Philly children became far more likely to be harmed by gun violence during the pandemic, study suggests

Research on four major cities also shows Black kids were particularly vulnerable. Scientists are still trying to determine the specific factors that led to the surge

Philadelphia's gun assault rate on children doubled during the COVID-19 pandemic, new research shows. Other major cities experienced similar surges.
Thom Carroll/For PhillyVoice

Rates of gun assaults on children roughly doubled during the COVID-19 pandemic, according to a study that looked at gun deaths and injuries in four major cities.
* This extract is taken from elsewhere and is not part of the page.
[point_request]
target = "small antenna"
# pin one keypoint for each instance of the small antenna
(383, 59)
Black children were the most frequent victims.

A wider analysis from Boston University included a review of gun assaults between mid-March 2020 and December 2021 in Chicago, Philadelphia, Los Angeles and New York. It found that Black children were 100 times as likely as white children to be victims of fatal and nonfatal shootings. Pre-pandemic, they were 27 times as likely. Researchers excluded accidental shootings and incidents of self-harm.

Study author Jonathan Jay, who studies urban health, said the team looked at the rates to understand whether some children were at higher risk than others.

"We knew that children of color, even before the pandemic, were more likely than non-Hispanic white children to be shot, and we also knew that child gun victimization seemed to be increasing during the pandemic," Jay said. "But no one had looked at how racial disparities in child victimization might have been changing."

The researchers are still unpacking pandemic-specific factors that may have driven the change, he said. Some of the influences they're considering include "stress associated with job losses, school closures, loss of access to certain kinds of services that closed down," he said. "Also, really visible police violence, especially against people of color. Loss of loved ones and family members to COVID-19 virus."

As a Black teen in Philadelphia, Makhi Hemphill regularly thinks about the threat of gunfire, he said. The 16-year-old grew up in North Philly, an area that has seen roughly two dozen gun homicides this year and many more gun injuries.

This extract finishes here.